The developments round our village are typical of this trend. Eight years ago there were fields and swampy wetlands between us and the next village, 2km away. Reed beds were home to a variety of birds. The tinkling of bells heralded the shepherd, who regularly drove his flock of goats past our apartment. In the intervening years, the wetlands have been gradually filled and bulldozed, and gradually roads have been made. Heavy earth moving machinery means that an ancient meadow or in our case the delicate ecology of a wetland can be swept away in a morning’s work. The space between us and the next village is gradually filling up with new apartment blocks.
Whilst this expansion to the south has been taking place, the village has seen other development too.

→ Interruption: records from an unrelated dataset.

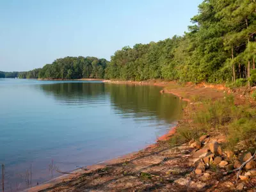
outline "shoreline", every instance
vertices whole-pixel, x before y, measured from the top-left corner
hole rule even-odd
[[[38,186],[35,186],[23,190],[22,192],[36,192],[36,191],[39,191],[41,190],[44,190],[47,188],[53,187],[54,186],[61,183],[63,180],[70,180],[70,179],[73,179],[72,177],[72,176],[74,177],[76,177],[81,175],[83,174],[95,171],[98,169],[103,168],[106,166],[108,166],[108,165],[115,164],[117,163],[120,163],[123,161],[125,161],[126,159],[132,159],[134,156],[135,156],[140,151],[150,150],[151,149],[157,147],[159,142],[167,141],[168,139],[169,139],[172,136],[173,136],[176,132],[177,127],[177,125],[174,125],[172,127],[170,127],[169,131],[166,134],[157,138],[154,143],[149,144],[140,150],[132,152],[125,154],[125,155],[122,155],[122,156],[118,156],[116,157],[109,159],[108,160],[103,161],[95,163],[95,164],[91,164],[89,166],[84,166],[84,168],[86,169],[86,170],[84,169],[82,169],[81,168],[76,169],[76,170],[69,172],[68,173],[63,174],[62,175],[53,178],[52,179],[46,181],[42,184],[38,185]]]
[[[70,80],[60,80],[60,79],[55,79],[55,80],[42,80],[42,81],[70,81]],[[71,80],[72,81],[72,80]],[[159,81],[159,80],[150,80],[150,81],[141,81],[141,82],[138,82],[138,81],[111,81],[111,80],[106,80],[106,79],[73,79],[73,81],[100,81],[104,83],[113,83],[113,84],[136,84],[136,85],[152,85],[152,86],[163,86],[164,87],[163,89],[160,92],[159,94],[163,94],[163,93],[168,93],[168,94],[172,94],[177,97],[179,98],[180,100],[186,101],[186,102],[191,102],[191,99],[189,97],[187,97],[188,95],[183,95],[182,93],[182,92],[179,90],[182,88],[182,86],[180,85],[177,85],[177,84],[175,82],[173,81],[170,81],[170,82],[166,82],[166,81]],[[187,84],[189,84],[189,83],[187,83]],[[174,87],[172,87],[171,90],[170,90],[167,86],[174,86]],[[177,87],[175,87],[175,86],[178,86]],[[218,85],[220,86],[220,85]],[[207,86],[205,84],[203,84],[204,87],[206,87],[207,89],[217,89],[218,90],[218,87],[215,87],[214,85],[213,86]],[[202,88],[202,86],[199,85],[196,86],[193,86],[194,90],[196,90],[197,88]],[[223,87],[221,86],[221,87]],[[221,88],[220,90],[222,90]],[[202,90],[200,90],[200,92]],[[190,103],[193,104],[193,103]],[[182,112],[184,113],[184,112]],[[143,152],[147,152],[148,151],[154,151],[154,149],[156,149],[157,147],[159,146],[160,143],[162,143],[164,141],[167,141],[168,139],[170,139],[172,136],[173,136],[174,134],[176,132],[176,129],[177,127],[179,126],[179,124],[177,124],[176,125],[175,125],[173,127],[170,127],[170,130],[164,135],[159,137],[157,138],[157,140],[156,142],[154,142],[152,144],[148,145],[147,146],[145,146],[145,148],[143,148],[142,150],[134,152],[126,155],[121,156],[120,157],[114,157],[113,159],[111,159],[109,160],[104,161],[103,162],[100,162],[99,163],[96,163],[90,166],[86,166],[86,168],[88,170],[86,171],[84,171],[84,170],[83,170],[81,168],[79,168],[77,170],[75,170],[72,172],[71,172],[69,174],[64,174],[63,175],[61,175],[60,177],[54,178],[53,179],[47,181],[43,184],[41,184],[38,186],[36,186],[34,187],[32,187],[31,188],[27,189],[23,191],[38,191],[40,190],[45,190],[54,187],[56,184],[60,184],[63,182],[64,181],[68,181],[68,180],[71,180],[76,177],[78,178],[79,176],[81,176],[81,175],[90,173],[92,172],[94,172],[96,170],[99,169],[102,169],[102,168],[106,167],[106,166],[108,165],[113,165],[113,164],[116,164],[116,163],[118,163],[120,162],[125,162],[126,159],[132,159],[134,157],[136,157],[138,156],[141,151]],[[152,155],[150,155],[152,156]]]
[[[106,79],[38,79],[38,81],[101,81],[104,83],[113,83],[113,84],[138,84],[138,85],[152,85],[152,86],[164,86],[166,84],[170,83],[170,82],[166,81],[160,81],[156,82],[157,81],[111,81],[111,80],[106,80]],[[189,101],[188,99],[182,98],[179,95],[175,95],[175,93],[171,92],[163,92],[163,93],[172,94],[175,97],[179,97],[180,99],[184,101]],[[113,164],[118,163],[118,162],[122,162],[127,159],[127,158],[131,158],[133,156],[139,153],[140,151],[141,150],[148,150],[152,148],[156,147],[158,145],[159,142],[167,141],[172,135],[173,135],[176,132],[176,129],[177,127],[178,124],[177,124],[173,127],[170,127],[170,129],[166,132],[164,134],[157,138],[156,140],[152,144],[149,144],[145,146],[143,148],[140,150],[135,151],[131,153],[129,153],[125,155],[122,155],[118,157],[113,157],[110,159],[104,161],[102,162],[99,162],[98,163],[93,164],[87,166],[84,166],[86,168],[86,171],[84,172],[84,170],[79,168],[76,170],[72,170],[68,174],[63,174],[62,175],[58,176],[57,177],[53,178],[52,179],[46,181],[42,184],[40,184],[38,186],[35,186],[28,189],[24,189],[22,192],[34,192],[38,191],[40,190],[44,190],[47,188],[51,188],[56,184],[61,183],[63,180],[70,179],[70,175],[73,176],[79,176],[82,174],[86,173],[87,172],[90,172],[93,171],[95,170],[104,168],[107,165],[111,165]]]

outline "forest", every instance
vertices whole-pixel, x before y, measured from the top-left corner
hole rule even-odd
[[[15,78],[18,77],[19,74],[19,72],[6,72],[0,71],[0,78]]]
[[[109,62],[79,56],[58,59],[20,78],[105,78],[256,83],[256,2],[205,0],[183,36],[116,51]]]
[[[45,65],[42,68],[21,72],[19,78],[103,79],[108,63],[104,59],[94,57],[65,57],[55,60],[52,64]]]

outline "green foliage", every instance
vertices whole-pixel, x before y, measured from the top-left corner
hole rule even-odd
[[[256,91],[253,91],[253,92],[252,92],[251,97],[254,100],[256,100]]]
[[[6,72],[0,71],[0,78],[15,78],[18,77],[18,72]]]
[[[42,68],[20,73],[20,79],[103,79],[107,60],[93,57],[66,57],[57,59]]]
[[[226,83],[230,86],[244,86],[249,80],[256,84],[256,74],[250,72],[256,59],[255,10],[256,3],[251,0],[205,0],[191,19],[189,32],[182,36],[125,46],[115,52],[109,63],[93,57],[58,59],[19,77],[162,79]]]
[[[206,100],[191,108],[192,123],[181,124],[177,129],[180,140],[197,140],[201,135],[214,131],[228,137],[227,147],[233,149],[239,142],[244,147],[255,147],[256,110],[248,105],[236,106],[234,97],[226,95],[216,102]]]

There is now a paved esplanade along the seafront planted with palm trees. Easter marks the time when the village apparently wakes up and there is a hive of activity. The tavernas and bars have increased in number, and seem to get an annual refit. A lot of white paint is applied to kerbs and the lower part of tree trunks. There is much pruning of trees – the palm trees have their lower fronds removed. Aspen trees and poplars provide shade, but are subject to an annual savaging which leaves them looking pretty ugly. Surprisingly these amputated branches seem to recover and throw out new shoots pretty quickly. The better bars have put in gardens consisting of lawns upon which tables and chairs are provided for beer and coffee drinkers, with borders of flowers such as gladioli and roses. The lawns are mowed and everything is kept well watered..Away from the seafront, a triangle of land between three roads outside our apartment has become a well-tended parkland space. It has about 16 palm trees, a couple of rose beds and grass. It is tended regularly by council workers who come once a week. They strim the grass (I cannot understand why they do not use a mower – strimming takes three times as long), weed the rose beds and as it is spring they have today been pruning the palm trees. I notice that for this they use a long-handled saw driven by a motor similar to the ones we use at home. All the palm fronds are gathered in a heap and will be taken away later.
So we are tidied up and modernised, but at considerable expense to wildlife. And at the expense of the traditional way of life. The shepherd has moved elsewhere. And sadly, down the street, a shed in which three old men distilled tsipouro (like ouzo) has long since gone.